Overview
This project utilised two key large-scale secondary data sets in order to undertake detailed analysis of what impact grandparents can have on their grandchildren’s cognitive, social and emotional development. Through this analysis the project attempted to explore the complex relationships between social mobility, spatial mobility and intergenerational transmission.
This study primarily used two existing large-scale secondary datasets. The Millennium Cohort Study (MCS) is a birth cohort study of children born in the UK in 2000-2001. The sample of children in the MCS is over-represented with children from disadvantaged backgrounds and from the smaller countries of the UK – this allows for very detailed analysis of the children from these different contexts. The other dataset used was the Understanding Society (USoc). This is a UK household longitudinal study of people living in 40,000 households across the different countries of the UK.

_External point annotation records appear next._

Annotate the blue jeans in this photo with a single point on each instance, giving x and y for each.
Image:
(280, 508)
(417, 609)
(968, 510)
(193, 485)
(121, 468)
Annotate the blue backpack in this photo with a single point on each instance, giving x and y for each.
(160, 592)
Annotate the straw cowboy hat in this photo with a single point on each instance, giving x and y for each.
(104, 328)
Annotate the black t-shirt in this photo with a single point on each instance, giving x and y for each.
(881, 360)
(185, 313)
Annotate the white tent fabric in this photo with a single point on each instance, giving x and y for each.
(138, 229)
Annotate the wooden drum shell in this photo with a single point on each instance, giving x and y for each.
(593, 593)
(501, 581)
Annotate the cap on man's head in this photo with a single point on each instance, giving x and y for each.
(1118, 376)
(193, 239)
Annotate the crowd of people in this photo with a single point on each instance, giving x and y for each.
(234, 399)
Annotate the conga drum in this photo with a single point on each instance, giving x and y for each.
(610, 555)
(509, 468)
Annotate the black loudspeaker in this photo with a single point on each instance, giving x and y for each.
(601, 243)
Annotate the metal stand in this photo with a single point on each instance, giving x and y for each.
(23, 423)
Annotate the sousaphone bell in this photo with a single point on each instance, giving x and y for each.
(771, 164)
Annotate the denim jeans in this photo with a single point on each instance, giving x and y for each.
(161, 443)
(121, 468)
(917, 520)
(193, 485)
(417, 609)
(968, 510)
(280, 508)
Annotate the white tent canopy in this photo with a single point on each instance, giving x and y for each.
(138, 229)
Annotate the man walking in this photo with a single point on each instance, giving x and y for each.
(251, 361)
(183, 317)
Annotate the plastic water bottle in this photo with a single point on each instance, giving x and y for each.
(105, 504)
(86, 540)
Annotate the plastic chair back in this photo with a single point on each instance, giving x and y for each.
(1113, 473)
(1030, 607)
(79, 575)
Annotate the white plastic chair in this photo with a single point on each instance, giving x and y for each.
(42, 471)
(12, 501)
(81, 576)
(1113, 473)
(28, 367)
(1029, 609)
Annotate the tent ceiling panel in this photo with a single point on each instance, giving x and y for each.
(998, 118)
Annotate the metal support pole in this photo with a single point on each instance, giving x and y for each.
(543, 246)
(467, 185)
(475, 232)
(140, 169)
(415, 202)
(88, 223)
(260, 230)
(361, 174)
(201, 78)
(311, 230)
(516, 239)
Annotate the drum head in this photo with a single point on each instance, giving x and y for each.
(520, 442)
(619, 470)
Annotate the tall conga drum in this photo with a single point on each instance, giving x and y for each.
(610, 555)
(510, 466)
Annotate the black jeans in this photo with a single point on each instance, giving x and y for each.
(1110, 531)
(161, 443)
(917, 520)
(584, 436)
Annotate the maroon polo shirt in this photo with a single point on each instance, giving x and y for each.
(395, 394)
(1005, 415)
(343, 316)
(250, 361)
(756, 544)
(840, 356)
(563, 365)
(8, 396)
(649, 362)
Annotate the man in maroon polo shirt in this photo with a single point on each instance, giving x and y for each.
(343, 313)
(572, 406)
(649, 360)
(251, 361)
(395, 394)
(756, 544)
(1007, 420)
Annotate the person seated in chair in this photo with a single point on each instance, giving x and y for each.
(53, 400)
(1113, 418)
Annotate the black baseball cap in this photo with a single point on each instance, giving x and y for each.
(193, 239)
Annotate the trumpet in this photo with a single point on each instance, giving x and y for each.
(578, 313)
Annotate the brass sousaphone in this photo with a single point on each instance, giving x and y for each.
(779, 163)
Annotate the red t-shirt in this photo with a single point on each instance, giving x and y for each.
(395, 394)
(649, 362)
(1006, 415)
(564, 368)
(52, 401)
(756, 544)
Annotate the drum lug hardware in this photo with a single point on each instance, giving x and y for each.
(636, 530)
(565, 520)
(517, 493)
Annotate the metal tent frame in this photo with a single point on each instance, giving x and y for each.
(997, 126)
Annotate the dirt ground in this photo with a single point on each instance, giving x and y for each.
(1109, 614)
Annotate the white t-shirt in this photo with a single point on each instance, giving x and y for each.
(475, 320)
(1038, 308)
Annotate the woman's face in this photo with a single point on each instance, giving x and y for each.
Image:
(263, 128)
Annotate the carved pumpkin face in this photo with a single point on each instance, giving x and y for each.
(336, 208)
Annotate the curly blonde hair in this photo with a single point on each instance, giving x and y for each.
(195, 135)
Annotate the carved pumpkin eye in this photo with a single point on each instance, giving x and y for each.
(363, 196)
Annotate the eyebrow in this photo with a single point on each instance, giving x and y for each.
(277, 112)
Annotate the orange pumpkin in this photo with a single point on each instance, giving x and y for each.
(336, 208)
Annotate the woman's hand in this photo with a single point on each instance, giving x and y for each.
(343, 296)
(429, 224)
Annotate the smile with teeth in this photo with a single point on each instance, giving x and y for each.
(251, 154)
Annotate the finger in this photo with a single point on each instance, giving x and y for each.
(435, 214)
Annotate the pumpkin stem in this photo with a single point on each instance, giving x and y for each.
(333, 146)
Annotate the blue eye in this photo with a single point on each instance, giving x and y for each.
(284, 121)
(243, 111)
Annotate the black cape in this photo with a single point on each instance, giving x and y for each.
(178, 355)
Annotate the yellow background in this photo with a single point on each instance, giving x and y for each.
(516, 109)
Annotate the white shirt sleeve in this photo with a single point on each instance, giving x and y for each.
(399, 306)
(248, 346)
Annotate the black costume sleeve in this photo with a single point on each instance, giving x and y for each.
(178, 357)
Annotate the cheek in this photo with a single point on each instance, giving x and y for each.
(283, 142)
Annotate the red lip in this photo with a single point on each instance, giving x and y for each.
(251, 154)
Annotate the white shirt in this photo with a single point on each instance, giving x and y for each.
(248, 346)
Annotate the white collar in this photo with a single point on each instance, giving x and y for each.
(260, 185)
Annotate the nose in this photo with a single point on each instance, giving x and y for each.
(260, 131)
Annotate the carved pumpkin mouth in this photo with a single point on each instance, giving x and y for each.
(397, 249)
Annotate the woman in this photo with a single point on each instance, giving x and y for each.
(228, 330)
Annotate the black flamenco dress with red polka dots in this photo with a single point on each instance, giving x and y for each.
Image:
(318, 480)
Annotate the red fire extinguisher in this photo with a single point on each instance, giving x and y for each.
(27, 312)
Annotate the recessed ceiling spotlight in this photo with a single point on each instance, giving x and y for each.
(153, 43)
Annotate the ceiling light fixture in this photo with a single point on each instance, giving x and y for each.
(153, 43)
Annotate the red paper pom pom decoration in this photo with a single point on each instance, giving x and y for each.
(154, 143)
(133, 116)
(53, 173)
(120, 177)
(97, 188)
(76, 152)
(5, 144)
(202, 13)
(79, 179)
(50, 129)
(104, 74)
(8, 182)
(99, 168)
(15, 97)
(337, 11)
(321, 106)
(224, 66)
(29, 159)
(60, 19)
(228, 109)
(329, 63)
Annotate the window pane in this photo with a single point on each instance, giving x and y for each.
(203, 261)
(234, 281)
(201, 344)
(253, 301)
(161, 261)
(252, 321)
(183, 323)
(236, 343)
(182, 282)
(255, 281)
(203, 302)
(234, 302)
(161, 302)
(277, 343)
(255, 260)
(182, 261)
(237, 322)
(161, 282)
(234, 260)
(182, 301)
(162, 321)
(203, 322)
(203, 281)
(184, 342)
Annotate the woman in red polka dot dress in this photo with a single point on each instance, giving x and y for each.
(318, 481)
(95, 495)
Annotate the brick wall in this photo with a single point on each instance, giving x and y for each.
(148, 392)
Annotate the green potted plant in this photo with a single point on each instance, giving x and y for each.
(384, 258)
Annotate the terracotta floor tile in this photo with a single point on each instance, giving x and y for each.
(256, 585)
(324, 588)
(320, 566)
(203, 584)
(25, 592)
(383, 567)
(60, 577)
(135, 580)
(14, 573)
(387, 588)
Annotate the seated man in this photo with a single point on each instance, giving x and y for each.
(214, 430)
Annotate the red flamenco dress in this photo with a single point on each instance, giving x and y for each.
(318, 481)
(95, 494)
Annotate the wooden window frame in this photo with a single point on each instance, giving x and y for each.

These two datasets were used as they both allow for relatively detailed geographical analysis at the country and regional level. They also allow for a comparison of urban and rural influences on grandparent involvement. The MCS will be particularly important in considering the impact of grandparents on child development. Analysis of the MCS has already been able to demonstrate this on child development up to age three.
This new analysis sought to consider the further influence of grandparents on children’s cognitive, social and emotional development up to the age of eleven years using the most recent sweep of data from 2011-12. Correspondingly, the USoc was particularly valuable in exploring how grandparent involvement in the early years might have changed for grandchildren of different ages and who were born at different times.
Research Questions
- What are the interrelationships between grandparent involvement in the early years and other social, economic and geographical contexts?
- What association is there between the involvement of grandparents and early child development (cognitive and behavioural) at age three years after controlling for other factors? What advantages and disadvantages are there to a child’s development?
- What impact does grandparent child care have on child development (cognitive, behavioural and wellbeing) after the age of five years? To what extent do any advantages/disadvantages outweigh one another later in the child’s life?
- Does the involvement of grandparents in the early years vary geographically? How does country and locality influence the involvement of grandparents in the early years?
- What are the policy implications of this analysis for early years interventions?